Visualizing Wealth Inequalities’ Influence on Homicides in Baltimore City, 2015 to 2019
One Lorenz Curve can tell you a long story
In a previous post, I showed you different ways to visualize time data on homicides in Baltimore using data from Baltimore’s Open Data portal. For this post, I’m going to show you in one image how homicides in Baltimore are related to income, and how lower-income neighborhoods bear most of the burden of homicides in the city. First things first, let’s learn about the Lorenz Curve.
The Lorenz Curve
The Lorenz Curve is a very simple way to display the burden (or share) of something among different groups. For example, you can display the percent of total income on the Y axis and a list of countries on the X axis (ranked by a third variable of your choice), and you can see if income is distributed equally among the countries. If income is not distributed equally, then the variable by which you ranked those countries has something to do with that inequality. You will see that inequality by the curve not being a straight, 45-degree line, like this:

In the image above, income is (of course) related to income. But we could do the ranking by something else. A related measure, the GINI coefficient, can also help you quantify that inequality. This is useful if you compare two units, like Baltimore vs. Philadelphia.
Using some R programming and the Baltimore data, I created this:

On the X axis, I have ranked the 54 Community Statistical Areas (CSAs) of Baltimore (clusters of neighborhoods) by their median household income between 2015 and 2019. On the Y axis, I have the cumulative share of the 1,657 homicides that occurred in Baltimore in those 5 years.
The black line is the “line of equality.” If income had nothing to do with homicides, all CSAs would have the same share (about 1.85%) of all homicides. The red line shows that there is an unequal burden of homicides across the CSAs.
I’ve added the blue lines to show two facts: First, the less wealthy 16 CSAs had 50% of all the homicides in the city occurring within them. Second, the wealthiest 19 CSAs had 10% of all the homicides in the city occurring within them.
What about population? More people, more homicides, right?
If you’re a good epidemiologist, you might have some questions. How are we sure that the poorest CSAs are not just more populous? Or that the wealthiest are not less populous? If you are asking this, you are correct. The inequality in homicides might just be a function of population size, with more people equaling more homicides. To visualize that, you would rank the CSAs by population, and then take another look…
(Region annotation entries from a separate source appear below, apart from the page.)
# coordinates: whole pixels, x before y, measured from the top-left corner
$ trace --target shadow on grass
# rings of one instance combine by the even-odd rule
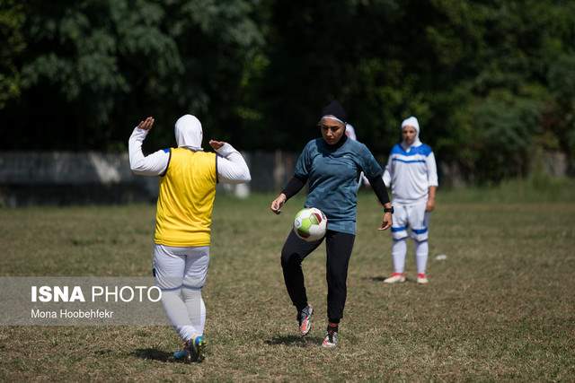
[[[159,361],[173,361],[173,354],[160,351],[155,348],[138,348],[132,353],[132,355],[140,359],[150,359]]]
[[[264,343],[266,344],[277,345],[277,344],[284,344],[290,345],[296,347],[307,347],[309,345],[319,345],[323,341],[323,338],[320,338],[319,336],[300,336],[294,335],[275,335],[271,339],[268,339]]]

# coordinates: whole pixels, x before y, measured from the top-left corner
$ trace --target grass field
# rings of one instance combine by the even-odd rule
[[[572,381],[575,197],[565,187],[506,187],[439,194],[428,286],[413,282],[411,244],[408,283],[382,283],[390,235],[376,230],[375,196],[361,194],[335,350],[320,347],[324,247],[304,263],[316,308],[305,338],[283,285],[279,251],[303,199],[275,216],[271,196],[221,195],[204,289],[204,363],[171,361],[181,344],[167,326],[4,326],[0,380]],[[154,214],[151,205],[0,210],[1,274],[147,275]]]

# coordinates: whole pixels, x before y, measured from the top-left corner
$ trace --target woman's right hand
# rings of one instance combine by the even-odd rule
[[[286,195],[281,193],[276,199],[271,201],[271,205],[270,205],[270,209],[275,213],[276,214],[279,214],[281,213],[281,208],[286,204]]]

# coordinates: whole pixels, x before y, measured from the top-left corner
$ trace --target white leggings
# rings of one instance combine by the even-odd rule
[[[209,265],[209,247],[154,247],[154,275],[162,304],[180,337],[188,341],[204,333],[206,306],[201,288]]]

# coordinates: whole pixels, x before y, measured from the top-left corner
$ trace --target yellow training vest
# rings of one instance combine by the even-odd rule
[[[171,149],[160,180],[154,241],[179,248],[209,246],[216,198],[216,153]]]

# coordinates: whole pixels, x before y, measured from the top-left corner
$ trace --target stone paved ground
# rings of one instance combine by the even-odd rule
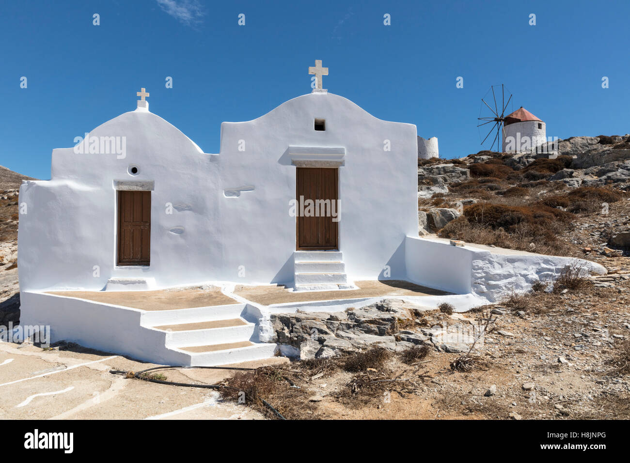
[[[239,366],[261,365],[257,362]],[[224,402],[212,390],[158,384],[110,373],[111,370],[138,372],[154,366],[78,346],[45,350],[0,342],[0,419],[263,418],[246,406]],[[164,374],[169,380],[214,384],[229,373],[185,370]]]

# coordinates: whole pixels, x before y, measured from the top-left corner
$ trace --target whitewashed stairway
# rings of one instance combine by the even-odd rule
[[[190,363],[186,363],[191,365],[224,365],[273,357],[275,344],[258,341],[255,321],[243,304],[152,311],[141,317],[142,326],[164,333],[168,350],[190,356]]]
[[[339,251],[295,251],[294,291],[352,289]]]

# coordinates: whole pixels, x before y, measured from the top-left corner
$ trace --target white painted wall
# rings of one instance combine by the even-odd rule
[[[539,124],[541,125],[542,129],[538,128]],[[547,141],[546,125],[544,122],[541,121],[525,120],[522,122],[515,122],[514,123],[504,126],[503,132],[503,141],[501,146],[503,152],[520,152],[523,151],[529,151],[520,149],[523,146],[523,142],[519,142],[518,140],[522,140],[524,137],[529,137],[531,143],[530,149],[534,149]],[[508,151],[507,151],[507,147],[509,144],[507,142],[509,140],[510,137],[513,137],[515,140],[515,148]]]
[[[432,137],[427,139],[421,137],[418,137],[418,159],[428,159],[432,157],[439,157],[440,151],[437,147],[437,137]]]
[[[538,281],[551,282],[568,265],[606,273],[602,265],[583,259],[500,248],[491,252],[427,238],[407,237],[405,256],[410,281],[456,294],[472,293],[490,302],[513,291],[528,291]]]
[[[326,120],[326,131],[314,130],[315,118]],[[153,278],[158,288],[290,283],[295,167],[289,146],[345,149],[339,244],[348,278],[375,279],[385,265],[392,278],[404,277],[405,236],[418,229],[415,125],[377,119],[346,98],[318,93],[254,120],[223,123],[220,154],[203,152],[146,108],[108,121],[89,136],[125,137],[125,157],[55,149],[52,180],[20,189],[28,208],[18,236],[23,290],[100,290],[110,278],[129,277]],[[387,144],[391,151],[384,149]],[[128,173],[130,164],[137,166],[137,176]],[[115,266],[113,185],[120,180],[154,181],[149,267]],[[226,197],[224,190],[242,186],[254,188]],[[169,203],[172,215],[166,214]]]

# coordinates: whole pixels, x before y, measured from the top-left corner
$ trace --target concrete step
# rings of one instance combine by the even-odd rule
[[[147,291],[155,286],[153,278],[110,278],[105,285],[106,291]]]
[[[295,285],[293,290],[294,292],[300,291],[336,291],[339,289],[339,285]]]
[[[168,311],[151,311],[140,316],[142,326],[157,326],[176,323],[194,323],[210,320],[238,318],[245,311],[244,304],[196,307],[192,309],[173,309]]]
[[[256,324],[241,318],[162,325],[154,329],[166,332],[165,343],[169,348],[249,342],[258,339]]]
[[[295,263],[296,273],[343,273],[345,266],[338,261],[302,261]]]
[[[341,262],[343,256],[339,251],[295,251],[294,252],[295,262],[335,261]]]
[[[192,366],[214,366],[273,357],[277,347],[268,343],[229,343],[190,346],[178,351],[190,354]]]
[[[345,283],[345,273],[295,273],[295,285],[323,285]]]

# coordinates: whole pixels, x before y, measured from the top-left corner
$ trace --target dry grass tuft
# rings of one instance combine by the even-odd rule
[[[419,386],[411,378],[391,378],[385,374],[359,373],[352,377],[337,396],[346,406],[358,408],[376,403],[389,403],[392,394],[405,397],[416,394]]]
[[[559,293],[563,290],[583,291],[592,287],[588,273],[581,266],[573,263],[564,267],[554,282],[553,292]]]
[[[307,373],[309,376],[332,374],[339,369],[339,359],[335,357],[309,358],[300,360],[295,367]]]
[[[455,306],[448,302],[442,302],[437,306],[437,308],[440,309],[442,313],[446,314],[447,315],[452,315],[455,312]]]
[[[488,363],[481,357],[467,353],[450,362],[450,369],[455,372],[468,373],[473,370],[488,370]]]
[[[220,383],[224,387],[219,392],[224,399],[248,405],[269,418],[278,416],[263,401],[287,420],[314,418],[316,407],[309,402],[307,392],[292,387],[285,373],[275,366],[262,367],[254,372],[238,372]]]
[[[512,178],[517,174],[509,166],[502,164],[479,163],[468,166],[471,175],[473,177],[494,177],[495,178]]]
The CSAs are now ranked by population, from least populous on the left to most populous on the right. What do we see? We see 50% of the homicides were in the 31 least populous CSAs, while 10% were in the 5 most populous CSAs. (And, if you look at those 5 most populous CSAs, homicides are not equally shared there, telling us there’s some other factor at play, like income.)
What About Both Population and Income?
How would you deal with both income AND population? This is where we get into linear regressions (Poisson, more likely, since we’re dealing with counts) and other biostatistical methods to understand relationships based on more than one explanation variable (income, population) on one outcome variable (homicide count). Visualizing those results is for a later post at a later time.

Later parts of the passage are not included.